Confirming Diagnosis of Aortic Dissection
CT Angiography (CTA) with IV contrast is the recommended first-line imaging modality for confirming aortic dissection due to its high sensitivity (>95%) and specificity (>95%), wide availability, and rapid acquisition time. 1
Imaging Modalities for Aortic Dissection Diagnosis
CT Angiography (CTA)
- First-line recommendation: CTA chest with IV contrast
- Sensitivity: 93-100%
- Specificity: 98-100% 2
- Key diagnostic findings:
- Visualization of intimal flap separating true and false lumen
- Internal displacement of intimal calcifications
- Delayed enhancement of false lumen
- Aortic widening 2
- Advantages:
- Rapid acquisition (critical in time-sensitive condition)
- Widely available in emergency settings
- Can assess branch vessel involvement
- Can evaluate complications (pericardial effusion, mediastinal hematoma)
- Considerations:
Transesophageal Echocardiography (TEE)
- Sensitivity: 99%
- Specificity: 89% 2, 1
- Best use case:
- Hemodynamically unstable patients
- When rapid bedside diagnosis is needed
- In operating room for immediate surgical intervention
- Limitations:
- "Blind spot" in distal ascending aorta and anterior arch due to trachea/bronchus interference
- Requires experienced operators to avoid misinterpretation of artifacts 2
Magnetic Resonance Imaging (MRI)
- Sensitivity and Specificity: Approaching 100% 1
- Best use case:
- Stable patients
- Follow-up imaging
- Patients with contrast allergy
- Limitations:
- Limited availability in emergency settings
- Longer acquisition time
- Challenges with monitoring unstable patients 2
Transthoracic Echocardiography (TTE)
- Sensitivity: 59-80% 1
- Best use case:
- Initial screening in unstable patients
- Assessment of complications (aortic regurgitation, pericardial effusion)
- Limitations:
- Limited sensitivity, especially for descending aorta
- Should not be used to exclude aortic dissection 1
Diagnostic Algorithm
For stable patients with suspected aortic dissection:
- Proceed directly to CTA chest with IV contrast (consider adding abdomen/pelvis)

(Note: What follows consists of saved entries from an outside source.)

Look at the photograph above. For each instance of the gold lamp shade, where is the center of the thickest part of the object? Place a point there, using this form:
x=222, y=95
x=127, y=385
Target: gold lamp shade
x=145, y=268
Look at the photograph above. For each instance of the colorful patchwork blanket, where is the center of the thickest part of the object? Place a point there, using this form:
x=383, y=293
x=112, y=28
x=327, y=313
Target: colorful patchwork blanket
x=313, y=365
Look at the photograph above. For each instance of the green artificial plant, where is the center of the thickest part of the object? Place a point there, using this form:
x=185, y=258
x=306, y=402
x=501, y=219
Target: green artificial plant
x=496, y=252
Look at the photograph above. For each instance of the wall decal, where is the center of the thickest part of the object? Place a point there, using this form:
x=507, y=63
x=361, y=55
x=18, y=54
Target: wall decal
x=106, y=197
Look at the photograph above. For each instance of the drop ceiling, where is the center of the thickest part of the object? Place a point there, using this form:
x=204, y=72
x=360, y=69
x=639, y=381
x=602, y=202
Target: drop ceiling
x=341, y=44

- If CTA is negative but clinical suspicion remains high, consider TEE or MRI as second-line test 3
For unstable patients with suspected aortic dissection:
- Bedside TTE to assess for obvious dissection, pericardial effusion, or aortic regurgitation
- If available quickly, proceed to TEE for definitive diagnosis
- If TEE unavailable, proceed to CTA if patient can be stabilized for transport
For patients with contraindication to contrast:
- MRI is preferred if patient is stable
- Non-contrast CT combined with TEE if MRI unavailable
Important Diagnostic Considerations
- Time is critical: Mortality increases by 1-2% per hour in untreated aortic dissection 4
- False negatives can occur: Even with negative CTA, maintain high suspicion in patients with:
- Ascending aortic aneurysm and acute chest pain
- Pericardial effusion
- Aortic regurgitation 5
- Differentiating true from false lumen:
- True lumen: Typically smaller, with systolic expansion
- False lumen: Often larger, may contain thrombus, delayed contrast enhancement 2
- Identifying intimal tears: Critical for planning intervention, visible in 61% of cases on TEE 2
Pitfalls to Avoid
- Relying solely on TTE to exclude aortic dissection - insufficient sensitivity
- Misinterpreting artifacts on TEE - reverberation artifacts in ascending aorta can mimic dissection flap
- Overlooking intramural hematoma - may not show classic intimal flap
- Delaying diagnosis for multiple imaging studies - choose the most rapidly available appropriate test
- Missing branch vessel involvement - assess for malperfusion syndromes
In summary, CTA with IV contrast represents the optimal balance of accuracy, availability, and speed for diagnosing aortic dissection in most clinical scenarios, with TEE and MRI serving as valuable alternatives depending on specific clinical circumstances.